Yemen’s Houthi militia have effectively “defeated the US military,” humbling America into recognizing that it “cannot be an omnipotent force, fighting every battle around the globe,” one of the UK’s top circulation daily newspapers has suggested.
In a piece for The Telegraph on Wednesday, opinion contributor Daniel Depetris pointed out that America’s immense economic and military might “doesn’t necessarily equate to unlimited influence,” and that “the architects of US foreign policy all too often assume the US is all powerful, that it can will events out of whole cloth and coerce friends and adversaries alike to adopt their policies to Washington’s likings.”
This “almost universal” assumption “has been disproven time and time again,” most recently by the Houthis, who, in Depetris’ characterization, have “been treating the Red Sea as [their] own personal firing range since November.”
No amount of effort by the US and the UK to “change the Houthis’ strategic calculus” by bombing the militia has helped, the columnist admitted. Nor have US attempts to quietly bribe the Houthis to get them to halt their attacks.
“[T]he mere fact that the US is taking military action every week is proof that US policy isn’t impacting the Houthis’ decision-making whatsoever. The Houthi missiles keep on coming,” Depetris lamented.
“None of this isn’t to suggest the US isn’t a powerful state. Rather, the point is that the US often inflates its power, underestimates the power of other states to resist US dictates and is overly confident that whatever challenges exist along the way can be easily brushed aside. The reality is far more complex – it’s about time US officials acknowledged it,” the columnist recommended.
US officials and media have occasionally acknowledged the failure of their effort to reign in the Houthis.

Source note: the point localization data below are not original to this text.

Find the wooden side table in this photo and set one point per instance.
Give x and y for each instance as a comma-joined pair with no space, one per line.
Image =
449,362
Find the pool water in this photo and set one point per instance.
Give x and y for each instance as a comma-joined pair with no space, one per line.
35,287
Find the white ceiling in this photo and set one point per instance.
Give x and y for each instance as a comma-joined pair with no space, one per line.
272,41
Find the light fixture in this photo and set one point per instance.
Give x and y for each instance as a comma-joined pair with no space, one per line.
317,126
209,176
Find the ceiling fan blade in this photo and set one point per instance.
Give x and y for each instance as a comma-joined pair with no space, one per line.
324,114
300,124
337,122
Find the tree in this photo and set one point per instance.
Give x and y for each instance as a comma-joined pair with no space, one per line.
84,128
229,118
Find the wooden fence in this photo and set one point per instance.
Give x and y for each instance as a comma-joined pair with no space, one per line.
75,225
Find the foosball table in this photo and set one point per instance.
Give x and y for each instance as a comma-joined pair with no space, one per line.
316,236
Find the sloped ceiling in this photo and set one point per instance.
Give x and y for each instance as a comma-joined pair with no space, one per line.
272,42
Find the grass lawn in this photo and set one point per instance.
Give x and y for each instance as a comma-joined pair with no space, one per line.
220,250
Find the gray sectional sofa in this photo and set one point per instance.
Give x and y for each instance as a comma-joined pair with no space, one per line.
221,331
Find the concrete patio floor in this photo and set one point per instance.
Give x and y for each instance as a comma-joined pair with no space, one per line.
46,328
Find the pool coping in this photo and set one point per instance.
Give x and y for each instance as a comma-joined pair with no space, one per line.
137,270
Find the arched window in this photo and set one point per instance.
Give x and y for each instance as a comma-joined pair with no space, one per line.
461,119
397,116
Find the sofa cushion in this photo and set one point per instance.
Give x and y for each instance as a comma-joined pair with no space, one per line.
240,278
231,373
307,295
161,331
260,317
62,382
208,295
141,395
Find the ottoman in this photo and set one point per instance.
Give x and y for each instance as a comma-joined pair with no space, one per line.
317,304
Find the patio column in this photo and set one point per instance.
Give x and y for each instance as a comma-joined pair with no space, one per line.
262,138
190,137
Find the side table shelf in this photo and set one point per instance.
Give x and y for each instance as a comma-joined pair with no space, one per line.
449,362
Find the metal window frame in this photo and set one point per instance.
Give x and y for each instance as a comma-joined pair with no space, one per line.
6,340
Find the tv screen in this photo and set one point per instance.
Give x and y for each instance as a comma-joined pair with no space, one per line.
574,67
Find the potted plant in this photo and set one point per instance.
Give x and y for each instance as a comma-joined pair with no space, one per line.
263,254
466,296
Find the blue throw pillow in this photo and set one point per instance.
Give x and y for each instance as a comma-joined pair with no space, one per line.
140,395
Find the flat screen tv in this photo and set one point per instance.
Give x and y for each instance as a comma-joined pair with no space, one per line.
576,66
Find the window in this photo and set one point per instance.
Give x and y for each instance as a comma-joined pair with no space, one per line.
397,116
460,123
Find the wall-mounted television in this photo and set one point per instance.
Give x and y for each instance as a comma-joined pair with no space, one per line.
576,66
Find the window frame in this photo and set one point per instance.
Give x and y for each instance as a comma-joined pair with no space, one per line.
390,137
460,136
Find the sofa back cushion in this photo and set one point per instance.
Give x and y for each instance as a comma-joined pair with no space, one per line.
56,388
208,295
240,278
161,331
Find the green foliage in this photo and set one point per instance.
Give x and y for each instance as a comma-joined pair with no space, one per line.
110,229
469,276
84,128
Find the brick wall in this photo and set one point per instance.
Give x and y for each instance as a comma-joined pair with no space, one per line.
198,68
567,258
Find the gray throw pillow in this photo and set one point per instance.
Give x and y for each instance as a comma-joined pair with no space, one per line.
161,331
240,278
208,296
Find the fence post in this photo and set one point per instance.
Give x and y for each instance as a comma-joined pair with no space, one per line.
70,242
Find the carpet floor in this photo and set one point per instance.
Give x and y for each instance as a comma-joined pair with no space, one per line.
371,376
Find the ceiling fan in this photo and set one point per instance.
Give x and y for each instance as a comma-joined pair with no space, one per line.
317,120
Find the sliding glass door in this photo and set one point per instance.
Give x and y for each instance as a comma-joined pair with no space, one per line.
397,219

In January, less than a month into the US-UK campaign of air and missile strikes against Yemen, President Biden casually admitted that American attacks on Yemen would continue even though they were “not working.”
US military officials have echoed these pessimistic sentiments, acknowledging privately that the US is on the “wrong side of the cost curve” in the conflict with the Houthis.
“In the Red Sea, the Houthis are sending $20,000 drones and we’re shooting them down with missiles that cost $4.3 million. The math doesn’t work on that gentlemen. It just doesn’t work. What are we thinking?” Senate Armed Services Subcommittee on Strategic Forces chairman Angus King asked during an explosive grilling of Pentagon officials last week over the sorry state of US missile defenses.
The US-led anti-Houthi operation has been going on for over seven months now, long enough that the US Navy has begun rotating warships out of the Red Sea and sending them home.
Unable to defeat the Houthis, US officials have angrily accused Iran of providing the militia with weapons (a claim Tehran has denied) while simultaneously quietly urging Saudi Arabia to revive peace talks with the Yemeni fighters.
The Houthis have said repeatedly that their campaign of attacks will continue until Israel halts its assault on Gaza.